恐怖の体験をしたのは 私が小学校3年生の夏休み、お盆のことです。母と出掛けた帰りに通りがかった、小さなお地蔵さんがきっかけでした。普段は何も気にせず通り過ぎていましたが、その時は なんとなく ただの気まぐれでそのお地蔵様に手を合わせ、「お元気ですか。」と声をかけました。
そして、通り過ぎました。しばらく歩いていると後ろに何かを感じ振り向くと、下を向いた女の人が少し離れたところにいました。
どうやら私達の後を付いてきているようで、母に「どうしてあの女の人はずっと下を向いているの?なんでついてきてるのかな。」と聞くと母は辺りを見渡し、「その人はどこにいるの?」と聞くので 後ろにいるよ、と答えました。
母は後ろを振り向き、私を見ました。
そういう冗談は面白くない。怖いからやめて。」少し気味が悪そうに母は私に言いました。冗談じゃないのに、と私は悔しく思いました。その後、家に着いたときは女の人はいなかったので 私はすっかりその女の人を忘れ、次の日 母と妹と近所のプールに行きました。
「妹はまだ幼稚園生だったので、私の腰のあたりの水深で一緒に遊んでいました。そのとき急に足を引っ張られ 沈みました。足が着くはずのところで足をつくことができず、立ち上がることも声をあげることもできませんでした。
足を自由に動かすことができなかったのです。溺れているところを母が腕をひっぱったところで やっと初めて立つことができました。
「なんでこんな浅いところで溺れるの。なんで溺れたの?」母に聞かれ、足を何かに引っ張られたと言っても、私と妹の周りに近づいたひとはいなかった、というのです。
妹も私に触ったりした人はいなかった、といいます。結局私が勝手に溺れたことにされてしまいましたが、あの時は何かに足を引っ張られて 自分の意思で動かすことができなかったのを覚えています。

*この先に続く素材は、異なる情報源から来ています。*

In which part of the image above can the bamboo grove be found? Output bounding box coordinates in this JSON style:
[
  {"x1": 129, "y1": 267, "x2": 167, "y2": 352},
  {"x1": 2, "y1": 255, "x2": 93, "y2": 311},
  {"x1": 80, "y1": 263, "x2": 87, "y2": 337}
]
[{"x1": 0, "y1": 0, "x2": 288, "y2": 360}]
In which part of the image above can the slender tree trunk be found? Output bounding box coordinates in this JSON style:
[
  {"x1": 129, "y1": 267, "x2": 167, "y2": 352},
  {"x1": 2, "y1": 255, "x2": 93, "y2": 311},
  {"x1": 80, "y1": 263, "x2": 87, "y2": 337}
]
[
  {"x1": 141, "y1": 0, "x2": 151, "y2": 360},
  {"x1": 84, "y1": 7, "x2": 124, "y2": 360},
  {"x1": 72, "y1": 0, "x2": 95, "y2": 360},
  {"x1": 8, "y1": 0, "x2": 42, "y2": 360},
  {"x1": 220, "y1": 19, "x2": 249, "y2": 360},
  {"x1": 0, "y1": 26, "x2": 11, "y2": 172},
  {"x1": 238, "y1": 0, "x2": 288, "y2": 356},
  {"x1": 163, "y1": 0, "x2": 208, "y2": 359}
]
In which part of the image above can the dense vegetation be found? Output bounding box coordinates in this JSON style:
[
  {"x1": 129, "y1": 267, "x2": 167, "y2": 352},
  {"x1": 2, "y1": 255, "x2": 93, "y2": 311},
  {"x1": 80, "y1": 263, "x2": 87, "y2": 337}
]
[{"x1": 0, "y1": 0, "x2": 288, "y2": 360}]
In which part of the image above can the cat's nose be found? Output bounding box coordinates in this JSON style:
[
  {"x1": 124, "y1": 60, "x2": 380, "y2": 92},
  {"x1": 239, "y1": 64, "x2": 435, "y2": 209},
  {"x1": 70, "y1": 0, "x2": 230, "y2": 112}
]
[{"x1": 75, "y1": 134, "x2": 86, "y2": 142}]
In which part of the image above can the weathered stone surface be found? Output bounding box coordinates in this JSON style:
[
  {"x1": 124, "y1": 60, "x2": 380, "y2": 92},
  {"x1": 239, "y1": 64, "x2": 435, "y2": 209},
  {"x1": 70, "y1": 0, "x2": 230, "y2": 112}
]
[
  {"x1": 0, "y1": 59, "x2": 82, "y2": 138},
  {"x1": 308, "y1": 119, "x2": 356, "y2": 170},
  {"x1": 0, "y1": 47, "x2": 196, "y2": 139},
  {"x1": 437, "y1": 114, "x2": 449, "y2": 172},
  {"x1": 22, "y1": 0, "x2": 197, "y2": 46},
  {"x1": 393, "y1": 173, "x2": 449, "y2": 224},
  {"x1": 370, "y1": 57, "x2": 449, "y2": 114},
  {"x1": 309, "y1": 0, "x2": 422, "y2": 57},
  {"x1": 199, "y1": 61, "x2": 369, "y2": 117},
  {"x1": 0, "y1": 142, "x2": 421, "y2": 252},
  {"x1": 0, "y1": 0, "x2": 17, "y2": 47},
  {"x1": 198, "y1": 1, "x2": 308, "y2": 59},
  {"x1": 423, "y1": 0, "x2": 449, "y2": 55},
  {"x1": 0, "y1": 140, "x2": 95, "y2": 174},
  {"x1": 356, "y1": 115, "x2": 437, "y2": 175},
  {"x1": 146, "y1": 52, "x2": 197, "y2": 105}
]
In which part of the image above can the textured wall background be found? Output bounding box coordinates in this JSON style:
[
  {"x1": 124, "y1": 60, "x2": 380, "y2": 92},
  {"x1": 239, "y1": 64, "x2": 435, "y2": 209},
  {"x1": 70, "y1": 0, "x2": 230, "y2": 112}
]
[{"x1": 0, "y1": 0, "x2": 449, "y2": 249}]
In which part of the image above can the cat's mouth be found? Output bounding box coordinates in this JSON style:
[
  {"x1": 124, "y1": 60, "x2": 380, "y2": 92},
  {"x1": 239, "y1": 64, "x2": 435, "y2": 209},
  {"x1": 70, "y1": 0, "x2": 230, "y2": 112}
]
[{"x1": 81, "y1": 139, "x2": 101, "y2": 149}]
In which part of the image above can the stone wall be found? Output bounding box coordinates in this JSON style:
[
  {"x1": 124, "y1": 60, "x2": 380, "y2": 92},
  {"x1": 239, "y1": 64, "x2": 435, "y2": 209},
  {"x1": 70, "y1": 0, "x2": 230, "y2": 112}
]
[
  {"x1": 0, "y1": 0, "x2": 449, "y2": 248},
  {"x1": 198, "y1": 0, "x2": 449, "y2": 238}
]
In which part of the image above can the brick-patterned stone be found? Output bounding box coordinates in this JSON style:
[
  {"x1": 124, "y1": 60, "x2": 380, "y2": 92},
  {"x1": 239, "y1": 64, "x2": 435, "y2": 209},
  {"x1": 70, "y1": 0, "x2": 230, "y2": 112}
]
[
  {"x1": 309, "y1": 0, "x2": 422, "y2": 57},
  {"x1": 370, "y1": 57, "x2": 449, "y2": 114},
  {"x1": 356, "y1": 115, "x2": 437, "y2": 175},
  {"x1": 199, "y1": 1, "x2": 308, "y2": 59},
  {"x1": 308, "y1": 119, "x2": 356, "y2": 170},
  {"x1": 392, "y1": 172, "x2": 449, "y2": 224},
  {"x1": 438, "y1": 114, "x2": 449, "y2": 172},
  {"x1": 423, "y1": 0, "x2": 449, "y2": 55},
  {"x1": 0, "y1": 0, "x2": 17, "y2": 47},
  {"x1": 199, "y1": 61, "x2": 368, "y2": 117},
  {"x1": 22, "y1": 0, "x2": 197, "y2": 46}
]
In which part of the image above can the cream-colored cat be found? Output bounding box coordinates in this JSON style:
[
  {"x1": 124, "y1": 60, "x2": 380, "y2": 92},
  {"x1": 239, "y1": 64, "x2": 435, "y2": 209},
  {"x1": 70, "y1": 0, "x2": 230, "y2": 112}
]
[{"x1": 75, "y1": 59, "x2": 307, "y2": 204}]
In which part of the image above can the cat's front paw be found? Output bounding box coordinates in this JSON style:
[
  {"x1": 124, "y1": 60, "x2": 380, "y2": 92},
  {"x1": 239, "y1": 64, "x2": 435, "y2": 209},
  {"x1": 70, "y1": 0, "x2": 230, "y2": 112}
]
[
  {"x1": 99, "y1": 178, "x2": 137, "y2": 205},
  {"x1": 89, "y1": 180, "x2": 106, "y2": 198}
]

プールに行った次の日、私は1人で本屋さんに行こうと思い自転車に乗りました。その帰りのことです。自転車に乗って走っていたとき、何もない平な道路で自転車が回転して転びました。私は吹き飛ばされましたが ケガはなく、飛ばされた方向におじさんがいたことで おじさんにぶつかり車道には行かずに済みました。
おじさんは「大丈夫?自転車何もないのにすごい回転したね。どうしたんだろう。お盆だからかな?ケガはない?気をつけて帰ってね。」お盆だからかな…そのおじさんの言葉が妙に心に残り、母にあったことを伝えました。
そして、その夜 金縛りに会いました。どうしても動けずにいると部屋の入口にあの女の人が立っていたのに気づいて、私は「来ないで!!」と叫ぶといなくなりました。それっきり、何度かプールに行きましたが 急に溺れることも、不自然に転ぶこともなくなりました。
後日、母に聞いたことですが私が「お元気ですか。」と声をかけたお地蔵さんは 前に交通事故があったところで、もう事故が起こらないように、と建てられたものでした。亡くなったのも女の人だったそうで 「お盆だったから声かけられて、付いて来ちゃったのかもね。」と言われ怖くなりました。